Jim Palmer was a great pitcher on some ballclubs that are regarded among the best of the ’60s and ’70s. The matinee-idol good looks, the underwear ads, and the public feuds with manager Earl Weaver make for a colorful public persona that rounds out out his Hall-worthy credentials to the point of legend. Mussina bore the burden of spending the first half of his career pitching in the shadow of that legend on ballclubs that weren’t the equal of those Weaver squads, and he developed a public persona that, while thoughtful, was far more reserved than that of the outgoing Palmer. Accompanied by the evolution of the starting pitcher’s role over the last three decades, those differences dramatically distort the perceptions of the two pitchers, but props to Palmer for recognizing that and for speaking up on Mussina’s behalf. Even if he never throws another pitch, Mike Mussina is worthy of a spot in Cooperstown.
And here’s Neyer:
Jaffe makes a pretty compelling case with all those statistics. Overwhelming, one might even think; more than double Palmer. I’m not prepared to pick through the details of Pitching Runs Above Replacement or WARP3 or VORP or SNLVAR, and anyway I’ve relied on some of those metrics myself from time to time. They certainly have their place.
But while one can argue (as Jaffe does) that Mussina pitched in a “more difficult work environment,” one might also argue that Mussina pitched in an environment conducive to the best pitchers looking wonderful relative to their peers.
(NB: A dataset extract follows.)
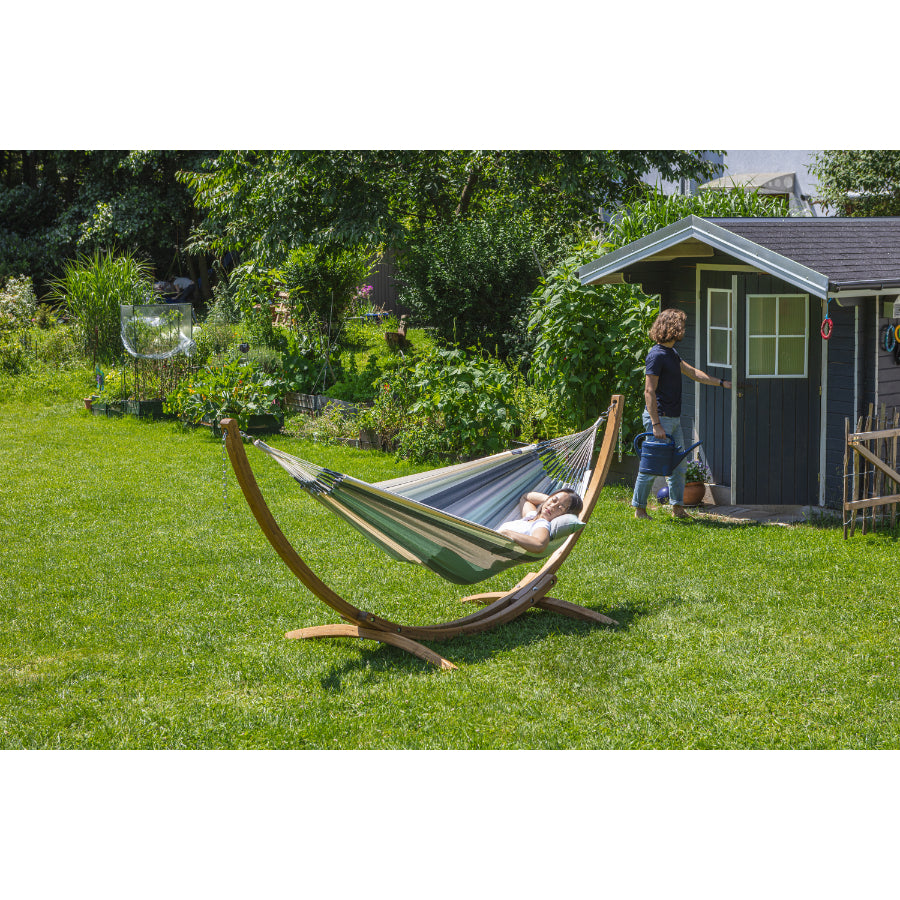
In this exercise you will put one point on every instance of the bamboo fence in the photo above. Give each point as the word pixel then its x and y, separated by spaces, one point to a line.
pixel 871 480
If you run the numbers, all (or almost all of) the best pitchers of the last 40 years pitched in the last 20 years. Randy Johnson, Greg Maddux, Pedro Martinez, Roger Clemens Why didn’t we have anyone like that between 1969 and 1985? Of the top 20 single-season ERA+ for qualifiers from 1969 through 2007, 15 have come after 1993. You do the math.
Statistically speaking, Palmer was probably the second-best pitcher in the 1970s (behind only Tom Seaver). Mussina was maybe the eighth-best pitcher in the 1990s. It seems to me that might mean something.
The thought of Mussina hanging ’em up now makes me sad because I’d like to see him make a run at 300 wins. At the same time, I think it’d be nifty–as Mussina himself mentioned, how often do you see athletes go out on their own terms? He’ll likely never pitch as well as he did this year and it would be a grind for him to reach 300 wins. Maybe his ego says yeah, he should go for it, but then he’s also got his family to consider. It’ll be very interesting to see what choice he makes.